Imagine going to the Metro station in Vienna, getting on the Orange Line train to New Carrollton and actually riding it all the way to New Carrollton. Nobody expects you to do that because the route is densely populated. Other paying customers are going to take your spot when you get off.

 

On a bigger scale, consider the Tokaido Shinkansen, in Japan. It’s the oldest high-speed railway in the world, and it makes perfect sense. Its 320-mile route starts in Tokyo (population 8.6 million), passes through Yokohama (population 3.7 million), Hamamatsu (population 800,000), Nagoya (population 2.3 million), and Kyoto (population 1.5 million), and terminates in Osaka (population 2.7 million).
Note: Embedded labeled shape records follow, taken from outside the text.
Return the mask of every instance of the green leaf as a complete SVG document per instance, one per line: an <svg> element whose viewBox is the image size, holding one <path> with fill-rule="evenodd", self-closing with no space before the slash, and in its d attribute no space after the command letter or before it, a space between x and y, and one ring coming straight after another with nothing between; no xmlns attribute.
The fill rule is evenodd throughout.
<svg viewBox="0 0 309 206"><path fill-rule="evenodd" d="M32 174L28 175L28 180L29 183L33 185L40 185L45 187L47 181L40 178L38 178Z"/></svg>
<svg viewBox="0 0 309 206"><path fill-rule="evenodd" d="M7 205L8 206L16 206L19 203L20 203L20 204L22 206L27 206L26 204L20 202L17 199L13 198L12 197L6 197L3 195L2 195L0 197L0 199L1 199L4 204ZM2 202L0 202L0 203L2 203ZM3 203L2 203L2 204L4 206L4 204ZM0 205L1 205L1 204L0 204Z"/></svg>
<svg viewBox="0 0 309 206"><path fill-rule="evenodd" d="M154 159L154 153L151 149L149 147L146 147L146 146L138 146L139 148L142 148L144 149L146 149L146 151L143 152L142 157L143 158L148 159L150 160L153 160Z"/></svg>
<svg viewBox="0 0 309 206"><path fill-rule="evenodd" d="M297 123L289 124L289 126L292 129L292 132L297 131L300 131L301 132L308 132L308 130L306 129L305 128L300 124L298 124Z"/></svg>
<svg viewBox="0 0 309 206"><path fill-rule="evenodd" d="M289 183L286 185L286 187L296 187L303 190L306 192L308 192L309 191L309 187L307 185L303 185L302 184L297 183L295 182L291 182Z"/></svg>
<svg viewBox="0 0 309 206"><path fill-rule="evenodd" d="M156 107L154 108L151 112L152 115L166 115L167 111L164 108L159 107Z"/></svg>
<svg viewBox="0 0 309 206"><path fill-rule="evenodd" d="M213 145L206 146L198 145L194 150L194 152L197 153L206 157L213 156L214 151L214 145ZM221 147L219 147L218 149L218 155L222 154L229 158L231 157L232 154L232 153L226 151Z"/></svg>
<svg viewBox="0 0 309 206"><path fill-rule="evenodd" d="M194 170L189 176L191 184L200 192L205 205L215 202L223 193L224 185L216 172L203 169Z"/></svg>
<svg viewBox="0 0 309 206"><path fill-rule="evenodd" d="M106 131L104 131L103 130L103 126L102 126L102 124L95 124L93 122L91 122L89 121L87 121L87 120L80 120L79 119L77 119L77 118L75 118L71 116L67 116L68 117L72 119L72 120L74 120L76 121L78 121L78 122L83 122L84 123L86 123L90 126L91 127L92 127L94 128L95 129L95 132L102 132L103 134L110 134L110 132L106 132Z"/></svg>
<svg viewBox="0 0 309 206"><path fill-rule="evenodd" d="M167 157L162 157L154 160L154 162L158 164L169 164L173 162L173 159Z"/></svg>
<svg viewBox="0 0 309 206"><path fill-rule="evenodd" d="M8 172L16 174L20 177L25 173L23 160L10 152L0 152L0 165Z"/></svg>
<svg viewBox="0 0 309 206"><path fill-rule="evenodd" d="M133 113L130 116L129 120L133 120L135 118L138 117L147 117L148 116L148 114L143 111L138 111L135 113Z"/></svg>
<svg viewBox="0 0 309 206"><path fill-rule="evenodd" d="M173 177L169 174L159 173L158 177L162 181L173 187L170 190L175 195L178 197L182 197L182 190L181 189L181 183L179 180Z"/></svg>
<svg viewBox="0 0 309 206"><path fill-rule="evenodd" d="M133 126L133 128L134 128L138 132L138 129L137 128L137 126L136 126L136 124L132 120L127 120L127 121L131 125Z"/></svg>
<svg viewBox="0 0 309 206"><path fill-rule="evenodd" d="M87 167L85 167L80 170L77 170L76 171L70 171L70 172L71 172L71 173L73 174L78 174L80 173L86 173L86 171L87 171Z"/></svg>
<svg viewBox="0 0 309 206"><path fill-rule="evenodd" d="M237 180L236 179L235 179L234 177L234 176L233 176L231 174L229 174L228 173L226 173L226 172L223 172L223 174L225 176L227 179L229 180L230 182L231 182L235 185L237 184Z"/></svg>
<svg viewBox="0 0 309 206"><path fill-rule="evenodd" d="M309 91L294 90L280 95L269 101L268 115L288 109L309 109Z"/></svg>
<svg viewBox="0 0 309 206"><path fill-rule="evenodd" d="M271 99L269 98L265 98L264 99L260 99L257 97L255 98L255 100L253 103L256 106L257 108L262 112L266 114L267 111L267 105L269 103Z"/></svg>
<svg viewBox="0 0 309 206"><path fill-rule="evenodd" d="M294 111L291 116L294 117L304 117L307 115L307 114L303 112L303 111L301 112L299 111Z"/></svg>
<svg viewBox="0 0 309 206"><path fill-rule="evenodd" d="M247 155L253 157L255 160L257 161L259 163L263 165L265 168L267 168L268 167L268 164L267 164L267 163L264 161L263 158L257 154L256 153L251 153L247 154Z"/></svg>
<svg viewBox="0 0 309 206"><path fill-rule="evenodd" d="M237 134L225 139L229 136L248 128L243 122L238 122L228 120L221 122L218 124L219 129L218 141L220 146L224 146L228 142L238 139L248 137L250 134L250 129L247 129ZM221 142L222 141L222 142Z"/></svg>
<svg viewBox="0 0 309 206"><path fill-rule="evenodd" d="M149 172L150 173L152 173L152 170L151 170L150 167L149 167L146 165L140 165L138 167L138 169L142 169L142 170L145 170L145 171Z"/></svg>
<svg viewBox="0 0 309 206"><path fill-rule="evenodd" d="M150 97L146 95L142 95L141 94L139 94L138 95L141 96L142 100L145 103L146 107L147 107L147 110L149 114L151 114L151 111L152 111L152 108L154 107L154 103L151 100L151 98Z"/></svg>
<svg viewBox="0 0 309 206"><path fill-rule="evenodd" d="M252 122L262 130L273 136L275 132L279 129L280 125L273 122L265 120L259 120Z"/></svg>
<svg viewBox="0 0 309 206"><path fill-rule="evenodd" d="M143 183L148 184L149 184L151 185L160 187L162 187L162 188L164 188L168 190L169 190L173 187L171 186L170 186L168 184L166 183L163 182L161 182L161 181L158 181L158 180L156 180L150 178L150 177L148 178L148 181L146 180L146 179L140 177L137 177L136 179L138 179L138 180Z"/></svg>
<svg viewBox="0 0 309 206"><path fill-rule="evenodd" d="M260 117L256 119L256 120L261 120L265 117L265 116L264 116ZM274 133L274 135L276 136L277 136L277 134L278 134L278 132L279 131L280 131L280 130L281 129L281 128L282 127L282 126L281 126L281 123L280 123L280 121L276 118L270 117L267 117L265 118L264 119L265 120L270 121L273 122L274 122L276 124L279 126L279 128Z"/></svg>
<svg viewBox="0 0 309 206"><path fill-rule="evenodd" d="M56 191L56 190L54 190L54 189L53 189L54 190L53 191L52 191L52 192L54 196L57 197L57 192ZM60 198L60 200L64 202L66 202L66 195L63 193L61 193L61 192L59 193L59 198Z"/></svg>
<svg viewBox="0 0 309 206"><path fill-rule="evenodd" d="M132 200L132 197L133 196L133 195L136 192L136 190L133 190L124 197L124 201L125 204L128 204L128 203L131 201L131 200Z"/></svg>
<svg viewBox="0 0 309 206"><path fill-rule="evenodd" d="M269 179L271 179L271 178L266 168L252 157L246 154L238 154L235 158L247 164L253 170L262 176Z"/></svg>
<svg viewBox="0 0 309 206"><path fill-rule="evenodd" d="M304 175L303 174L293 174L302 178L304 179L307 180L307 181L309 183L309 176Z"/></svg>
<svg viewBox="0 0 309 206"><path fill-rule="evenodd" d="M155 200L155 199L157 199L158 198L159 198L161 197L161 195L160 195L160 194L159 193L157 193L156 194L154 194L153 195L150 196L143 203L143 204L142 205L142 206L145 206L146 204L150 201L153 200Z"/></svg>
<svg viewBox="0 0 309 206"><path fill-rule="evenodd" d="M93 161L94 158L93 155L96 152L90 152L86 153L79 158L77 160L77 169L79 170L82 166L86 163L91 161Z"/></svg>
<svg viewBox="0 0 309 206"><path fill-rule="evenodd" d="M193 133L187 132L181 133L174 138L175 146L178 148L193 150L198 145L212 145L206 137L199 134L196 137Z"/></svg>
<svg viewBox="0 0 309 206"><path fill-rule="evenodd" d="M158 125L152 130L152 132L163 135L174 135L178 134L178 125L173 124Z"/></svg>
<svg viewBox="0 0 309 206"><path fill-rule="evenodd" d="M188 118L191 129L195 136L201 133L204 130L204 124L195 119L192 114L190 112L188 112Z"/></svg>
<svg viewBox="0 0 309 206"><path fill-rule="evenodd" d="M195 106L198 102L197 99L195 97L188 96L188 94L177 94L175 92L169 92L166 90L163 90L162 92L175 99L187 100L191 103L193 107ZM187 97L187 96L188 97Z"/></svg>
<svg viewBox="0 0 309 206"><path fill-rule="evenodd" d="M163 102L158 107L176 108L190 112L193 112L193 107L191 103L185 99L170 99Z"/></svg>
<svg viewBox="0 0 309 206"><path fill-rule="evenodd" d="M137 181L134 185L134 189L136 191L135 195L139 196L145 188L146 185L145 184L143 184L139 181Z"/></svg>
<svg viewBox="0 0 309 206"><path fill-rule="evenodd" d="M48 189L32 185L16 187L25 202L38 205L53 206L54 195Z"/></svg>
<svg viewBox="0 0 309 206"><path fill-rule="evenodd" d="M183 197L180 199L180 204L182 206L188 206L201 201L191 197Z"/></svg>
So many chances for customers to get on and off along the way.

 

There’s only one part of the United States even slightly similarly populated: the Northeast Corridor between Washington, D.C. and Boston, which also happens to boast the only high-speed rail line in the country. The rest of America looks like Canada or Australia, population-wise: big cities separated by vast open spaces.

 

On a hypothetical train from Cleveland to Indianapolis, which are about 320 miles apart just like Tokyo and Osaka, you’d pass through Elyria (population 55,000), Lima (population 39,000) and Muncie (population 70,000) — and those are some of the biggest towns along the way.

 

It’s easy, you might think, just eliminate the stops and connect the cities directly. But that’s not how it works. Put yourself in the Mayor of Lima’s shoes. A railroad calls you on the phone and says it wants to go through Lima to connect Indianapolis and Cleveland. There’s got to be something in it for you; you don’t just want trains flying through your town all the time. So you demand a train station in Lima. Lima isn’t going anywhere, and the train needs to get through, so the railroad doesn’t have much of a choice but to agree.

 

Same story with every mayor in every town, village, borough and hamlet along the way.

 

It’s just not practical. We have highways and airplanes, just like Australia and Canada. Rail had its time in the limelight. The late 1800s and early 1900s were the railroad age in the U.S. We moved on. The railfans maintain that legacy as a subculture. Let’s keep it that way.

 

Consider a different subculture: Civil War reenactors. It’s one thing to form a community to reenact battles, learn about history, make neat costumes and immerse yourself in a bygone era. It’s quite another to want the whole country to play along to reenact the whole Civil War.

 

The high-speed rail proselytizers are doing the equivalent of the latter. They need to join the railfans. There’s nothing wrong with thinking trains are cool, but be a good member of a subculture and leave the rest of us alone.